OCR-StringDist
A Python library for fast string distance calculations that account for common OCR (optical character recognition) errors.
- Repository:
- Current version:
0.1.0
Motivation
Standard string distances (like Levenshtein) treat all character substitutions equally. This is suboptimal for text read from images via OCR, where errors like O vs 0 are far more common than, say, O vs X.
OCR-StringDist uses a weighted Levenshtein distance, assigning lower costs to common OCR errors.
Example: Matching against the correct word CODE:
- Standard Levenshtein:
\(d(\text{"C0DE"}, \text{"CODE"}) = 1\) (0 → O)
\(d(\text{"CXDE"}, \text{"CODE"}) = 1\) (X → O)
Result: Both appear equally likely/distant.
- OCR-StringDist (Weighted):
\(d(\text{"C0DE"}, \text{"CODE"}) \approx 0.1\) (common error, low cost)
\(d(\text{"CXDE"}, \text{"CODE"}) = 1.0\) (unlikely error, high cost)
Result: Correctly identifies C0DE as a much closer match.
This makes it ideal for matching potentially incorrect OCR output against known values (e.g., product codes, database entries).
Features
Weighted Levenshtein Distance: Calculates Levenshtein distance with customizable costs for substitutions, insertions, and deletions.

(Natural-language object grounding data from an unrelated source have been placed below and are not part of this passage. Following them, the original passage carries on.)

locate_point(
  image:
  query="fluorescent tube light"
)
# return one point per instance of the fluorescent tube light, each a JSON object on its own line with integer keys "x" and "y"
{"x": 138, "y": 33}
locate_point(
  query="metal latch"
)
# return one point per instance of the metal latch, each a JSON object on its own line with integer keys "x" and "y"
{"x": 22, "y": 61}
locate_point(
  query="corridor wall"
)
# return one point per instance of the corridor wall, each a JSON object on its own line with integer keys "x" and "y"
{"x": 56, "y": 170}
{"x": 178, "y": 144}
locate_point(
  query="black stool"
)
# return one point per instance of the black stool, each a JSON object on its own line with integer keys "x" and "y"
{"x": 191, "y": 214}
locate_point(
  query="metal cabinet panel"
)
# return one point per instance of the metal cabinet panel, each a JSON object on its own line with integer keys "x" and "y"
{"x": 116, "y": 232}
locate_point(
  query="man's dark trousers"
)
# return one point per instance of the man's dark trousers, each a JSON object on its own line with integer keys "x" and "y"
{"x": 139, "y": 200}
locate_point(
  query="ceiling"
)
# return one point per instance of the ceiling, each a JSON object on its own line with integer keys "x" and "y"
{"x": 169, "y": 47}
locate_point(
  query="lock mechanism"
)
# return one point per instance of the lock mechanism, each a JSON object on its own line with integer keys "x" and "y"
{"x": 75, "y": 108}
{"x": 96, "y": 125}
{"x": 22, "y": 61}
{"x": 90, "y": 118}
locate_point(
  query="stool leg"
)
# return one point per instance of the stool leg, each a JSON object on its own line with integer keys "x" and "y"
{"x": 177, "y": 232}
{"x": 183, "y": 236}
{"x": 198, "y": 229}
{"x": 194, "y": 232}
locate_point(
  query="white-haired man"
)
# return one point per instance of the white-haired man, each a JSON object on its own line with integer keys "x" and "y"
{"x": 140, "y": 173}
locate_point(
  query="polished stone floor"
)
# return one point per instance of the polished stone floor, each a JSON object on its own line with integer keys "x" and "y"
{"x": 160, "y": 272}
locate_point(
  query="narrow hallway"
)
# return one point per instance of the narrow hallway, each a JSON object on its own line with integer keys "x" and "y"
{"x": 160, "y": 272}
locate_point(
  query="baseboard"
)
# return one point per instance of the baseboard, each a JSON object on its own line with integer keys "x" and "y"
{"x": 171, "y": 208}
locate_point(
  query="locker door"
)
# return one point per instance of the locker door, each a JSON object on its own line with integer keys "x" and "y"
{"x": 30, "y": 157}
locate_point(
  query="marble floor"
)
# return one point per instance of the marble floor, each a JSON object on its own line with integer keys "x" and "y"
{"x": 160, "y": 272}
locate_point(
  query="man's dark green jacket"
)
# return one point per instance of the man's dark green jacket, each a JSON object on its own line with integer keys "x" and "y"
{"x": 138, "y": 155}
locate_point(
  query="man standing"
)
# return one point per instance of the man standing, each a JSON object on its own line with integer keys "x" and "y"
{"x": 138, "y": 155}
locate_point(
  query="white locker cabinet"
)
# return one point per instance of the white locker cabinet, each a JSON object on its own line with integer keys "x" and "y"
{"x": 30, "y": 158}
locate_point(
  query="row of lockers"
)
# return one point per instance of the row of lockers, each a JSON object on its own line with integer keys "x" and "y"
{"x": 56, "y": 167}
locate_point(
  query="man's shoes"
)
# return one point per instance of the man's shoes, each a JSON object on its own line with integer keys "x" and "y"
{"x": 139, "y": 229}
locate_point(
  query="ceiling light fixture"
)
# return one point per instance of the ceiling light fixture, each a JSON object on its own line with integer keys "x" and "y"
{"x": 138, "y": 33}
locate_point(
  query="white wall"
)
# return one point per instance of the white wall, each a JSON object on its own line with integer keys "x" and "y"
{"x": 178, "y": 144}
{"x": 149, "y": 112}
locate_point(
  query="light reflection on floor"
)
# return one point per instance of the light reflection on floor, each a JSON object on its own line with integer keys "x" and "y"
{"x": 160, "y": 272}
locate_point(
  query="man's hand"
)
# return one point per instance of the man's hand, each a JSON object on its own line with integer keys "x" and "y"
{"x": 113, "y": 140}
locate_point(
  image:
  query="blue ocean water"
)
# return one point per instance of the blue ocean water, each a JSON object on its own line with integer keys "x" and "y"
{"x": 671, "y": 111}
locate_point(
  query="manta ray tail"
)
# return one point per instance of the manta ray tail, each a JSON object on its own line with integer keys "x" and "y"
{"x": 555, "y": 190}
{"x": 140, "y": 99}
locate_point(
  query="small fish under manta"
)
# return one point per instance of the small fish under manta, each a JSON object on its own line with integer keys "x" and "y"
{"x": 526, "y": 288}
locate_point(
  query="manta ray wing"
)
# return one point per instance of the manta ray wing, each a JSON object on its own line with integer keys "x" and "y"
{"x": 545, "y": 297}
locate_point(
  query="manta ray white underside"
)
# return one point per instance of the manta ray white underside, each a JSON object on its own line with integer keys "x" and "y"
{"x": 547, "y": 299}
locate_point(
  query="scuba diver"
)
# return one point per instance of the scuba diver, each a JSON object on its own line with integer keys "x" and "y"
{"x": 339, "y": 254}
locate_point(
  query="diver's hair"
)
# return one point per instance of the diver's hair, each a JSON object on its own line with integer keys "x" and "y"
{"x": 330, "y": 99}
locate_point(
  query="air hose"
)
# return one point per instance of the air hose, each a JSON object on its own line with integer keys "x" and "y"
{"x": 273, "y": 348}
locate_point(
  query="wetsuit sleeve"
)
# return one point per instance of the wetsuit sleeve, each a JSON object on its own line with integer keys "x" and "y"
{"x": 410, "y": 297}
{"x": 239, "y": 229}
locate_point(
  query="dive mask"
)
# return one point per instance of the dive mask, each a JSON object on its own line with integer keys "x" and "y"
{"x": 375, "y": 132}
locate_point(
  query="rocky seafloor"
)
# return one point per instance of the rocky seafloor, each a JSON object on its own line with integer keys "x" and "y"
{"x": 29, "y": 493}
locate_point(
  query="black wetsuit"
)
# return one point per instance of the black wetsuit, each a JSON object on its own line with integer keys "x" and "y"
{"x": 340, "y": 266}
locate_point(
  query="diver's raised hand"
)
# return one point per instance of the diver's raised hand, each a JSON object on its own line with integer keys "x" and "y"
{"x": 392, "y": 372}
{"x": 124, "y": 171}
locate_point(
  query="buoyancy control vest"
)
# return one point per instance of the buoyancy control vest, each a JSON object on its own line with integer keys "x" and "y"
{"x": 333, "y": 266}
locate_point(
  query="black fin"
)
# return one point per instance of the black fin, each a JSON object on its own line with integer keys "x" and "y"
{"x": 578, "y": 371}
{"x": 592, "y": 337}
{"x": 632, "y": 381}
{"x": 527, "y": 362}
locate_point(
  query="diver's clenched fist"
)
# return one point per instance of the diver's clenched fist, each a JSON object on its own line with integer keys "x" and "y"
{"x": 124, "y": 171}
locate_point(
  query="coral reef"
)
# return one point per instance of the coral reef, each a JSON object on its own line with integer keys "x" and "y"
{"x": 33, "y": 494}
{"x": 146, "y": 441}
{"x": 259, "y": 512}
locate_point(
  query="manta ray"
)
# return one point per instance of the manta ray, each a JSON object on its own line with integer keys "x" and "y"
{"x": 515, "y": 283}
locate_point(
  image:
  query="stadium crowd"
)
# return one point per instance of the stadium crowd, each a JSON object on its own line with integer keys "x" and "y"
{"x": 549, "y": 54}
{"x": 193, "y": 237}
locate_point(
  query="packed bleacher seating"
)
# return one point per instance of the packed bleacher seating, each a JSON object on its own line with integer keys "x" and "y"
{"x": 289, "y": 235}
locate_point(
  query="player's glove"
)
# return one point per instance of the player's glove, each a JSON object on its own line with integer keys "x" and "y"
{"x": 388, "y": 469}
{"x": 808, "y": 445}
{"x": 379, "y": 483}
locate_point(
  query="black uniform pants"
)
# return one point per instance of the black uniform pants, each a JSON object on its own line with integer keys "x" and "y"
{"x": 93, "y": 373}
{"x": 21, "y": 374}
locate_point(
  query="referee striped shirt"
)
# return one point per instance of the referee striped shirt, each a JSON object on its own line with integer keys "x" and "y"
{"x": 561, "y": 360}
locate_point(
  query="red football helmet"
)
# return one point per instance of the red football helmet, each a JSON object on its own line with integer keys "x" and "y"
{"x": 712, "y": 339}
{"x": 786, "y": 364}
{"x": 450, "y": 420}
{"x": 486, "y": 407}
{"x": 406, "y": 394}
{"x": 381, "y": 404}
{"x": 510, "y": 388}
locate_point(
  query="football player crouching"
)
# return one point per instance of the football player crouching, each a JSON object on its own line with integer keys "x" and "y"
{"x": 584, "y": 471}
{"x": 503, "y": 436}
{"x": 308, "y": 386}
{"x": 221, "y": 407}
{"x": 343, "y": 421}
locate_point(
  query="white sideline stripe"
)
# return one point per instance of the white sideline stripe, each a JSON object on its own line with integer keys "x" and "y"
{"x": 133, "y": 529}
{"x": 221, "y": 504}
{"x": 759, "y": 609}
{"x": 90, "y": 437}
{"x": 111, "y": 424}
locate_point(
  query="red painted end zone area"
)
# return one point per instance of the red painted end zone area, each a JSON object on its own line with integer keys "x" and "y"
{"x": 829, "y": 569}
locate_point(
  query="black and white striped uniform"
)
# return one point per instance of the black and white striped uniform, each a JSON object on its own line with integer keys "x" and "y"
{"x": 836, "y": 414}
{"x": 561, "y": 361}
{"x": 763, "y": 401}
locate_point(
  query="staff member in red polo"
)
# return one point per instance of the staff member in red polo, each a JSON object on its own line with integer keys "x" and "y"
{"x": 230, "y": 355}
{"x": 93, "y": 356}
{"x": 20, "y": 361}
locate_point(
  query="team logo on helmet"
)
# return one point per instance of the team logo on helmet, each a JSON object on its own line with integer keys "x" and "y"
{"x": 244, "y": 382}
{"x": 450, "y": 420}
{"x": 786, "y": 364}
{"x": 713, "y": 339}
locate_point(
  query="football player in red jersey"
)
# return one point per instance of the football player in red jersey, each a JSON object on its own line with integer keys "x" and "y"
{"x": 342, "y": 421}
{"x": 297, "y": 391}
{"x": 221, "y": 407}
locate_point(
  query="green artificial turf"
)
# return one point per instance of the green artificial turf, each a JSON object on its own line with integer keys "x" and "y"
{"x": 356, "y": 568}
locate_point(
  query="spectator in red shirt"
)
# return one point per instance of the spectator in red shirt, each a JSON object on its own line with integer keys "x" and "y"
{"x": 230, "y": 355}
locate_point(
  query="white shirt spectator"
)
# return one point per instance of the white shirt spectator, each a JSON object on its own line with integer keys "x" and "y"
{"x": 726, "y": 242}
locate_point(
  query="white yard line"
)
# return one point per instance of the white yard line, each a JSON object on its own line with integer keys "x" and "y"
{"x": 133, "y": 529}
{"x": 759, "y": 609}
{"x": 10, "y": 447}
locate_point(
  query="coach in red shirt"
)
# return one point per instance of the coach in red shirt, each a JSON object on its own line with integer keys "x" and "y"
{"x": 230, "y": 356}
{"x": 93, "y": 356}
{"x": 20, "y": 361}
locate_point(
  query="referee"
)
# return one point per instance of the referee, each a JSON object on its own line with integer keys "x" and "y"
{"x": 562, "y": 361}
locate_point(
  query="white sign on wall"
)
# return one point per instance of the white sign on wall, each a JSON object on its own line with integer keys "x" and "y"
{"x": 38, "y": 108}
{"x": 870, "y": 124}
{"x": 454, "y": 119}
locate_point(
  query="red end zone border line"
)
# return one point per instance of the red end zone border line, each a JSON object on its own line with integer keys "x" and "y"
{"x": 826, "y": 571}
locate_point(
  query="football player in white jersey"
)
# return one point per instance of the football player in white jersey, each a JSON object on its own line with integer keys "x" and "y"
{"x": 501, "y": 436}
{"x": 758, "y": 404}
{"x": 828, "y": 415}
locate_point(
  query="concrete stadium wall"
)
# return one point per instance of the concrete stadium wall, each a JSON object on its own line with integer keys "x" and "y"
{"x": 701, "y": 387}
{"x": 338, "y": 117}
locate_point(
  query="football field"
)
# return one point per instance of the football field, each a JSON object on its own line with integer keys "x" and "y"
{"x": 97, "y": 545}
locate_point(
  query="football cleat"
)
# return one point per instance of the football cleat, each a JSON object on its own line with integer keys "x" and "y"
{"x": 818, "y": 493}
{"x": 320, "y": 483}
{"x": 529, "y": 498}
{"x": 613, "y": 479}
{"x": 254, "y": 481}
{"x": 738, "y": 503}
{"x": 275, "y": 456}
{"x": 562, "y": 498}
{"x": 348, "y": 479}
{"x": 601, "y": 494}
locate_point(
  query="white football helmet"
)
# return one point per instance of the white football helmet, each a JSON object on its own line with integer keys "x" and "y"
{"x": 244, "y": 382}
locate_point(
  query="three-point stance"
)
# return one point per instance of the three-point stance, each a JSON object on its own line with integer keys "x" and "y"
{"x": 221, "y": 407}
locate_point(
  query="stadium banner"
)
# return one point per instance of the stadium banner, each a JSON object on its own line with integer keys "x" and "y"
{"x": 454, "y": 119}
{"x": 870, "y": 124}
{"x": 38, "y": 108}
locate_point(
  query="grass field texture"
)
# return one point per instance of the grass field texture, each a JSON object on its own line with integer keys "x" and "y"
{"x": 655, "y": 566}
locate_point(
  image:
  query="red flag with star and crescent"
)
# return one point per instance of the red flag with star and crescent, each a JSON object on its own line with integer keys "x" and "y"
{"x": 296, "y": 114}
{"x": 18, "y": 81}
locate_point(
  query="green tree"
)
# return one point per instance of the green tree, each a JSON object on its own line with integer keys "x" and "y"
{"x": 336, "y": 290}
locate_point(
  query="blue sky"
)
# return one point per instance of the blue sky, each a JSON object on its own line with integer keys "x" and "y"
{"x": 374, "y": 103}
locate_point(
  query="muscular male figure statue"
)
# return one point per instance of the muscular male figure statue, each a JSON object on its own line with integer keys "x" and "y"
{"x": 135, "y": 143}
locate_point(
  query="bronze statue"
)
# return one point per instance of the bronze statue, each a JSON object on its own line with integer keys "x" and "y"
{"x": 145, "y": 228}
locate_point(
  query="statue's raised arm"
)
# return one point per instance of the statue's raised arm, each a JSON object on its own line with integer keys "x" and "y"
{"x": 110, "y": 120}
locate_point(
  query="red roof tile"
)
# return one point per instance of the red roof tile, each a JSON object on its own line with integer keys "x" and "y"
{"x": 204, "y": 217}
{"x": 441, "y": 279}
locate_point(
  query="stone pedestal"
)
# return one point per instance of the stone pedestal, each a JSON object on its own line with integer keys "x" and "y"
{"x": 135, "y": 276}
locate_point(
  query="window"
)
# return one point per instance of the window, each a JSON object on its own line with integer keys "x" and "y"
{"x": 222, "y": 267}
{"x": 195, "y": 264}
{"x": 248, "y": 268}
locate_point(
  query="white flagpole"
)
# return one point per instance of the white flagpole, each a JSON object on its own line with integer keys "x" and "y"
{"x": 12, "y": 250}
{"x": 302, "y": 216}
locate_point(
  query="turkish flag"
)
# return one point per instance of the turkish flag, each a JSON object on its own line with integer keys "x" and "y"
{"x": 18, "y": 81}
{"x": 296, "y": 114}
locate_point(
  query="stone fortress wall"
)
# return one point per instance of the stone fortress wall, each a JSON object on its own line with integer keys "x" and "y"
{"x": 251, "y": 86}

Includes an efficient batch version (batch_weighted_levenshtein_distance) for comparing one string against many candidates.
Substitution of Multiple Characters: Not just character pairs, but string pairs may be substituted, for example the Korean syllable “이” for the two letters “OI”.
Pre-defined OCR Distance Map: A built-in distance map for common OCR confusions (e.g., “0” vs “O”, “1” vs “l”, “5” vs “S”).
Unicode Support: Works with arbitrary Unicode strings.
Best Match Finder: Includes a utility function find_best_candidate to efficiently find the best match from a list based on _any_ distance function.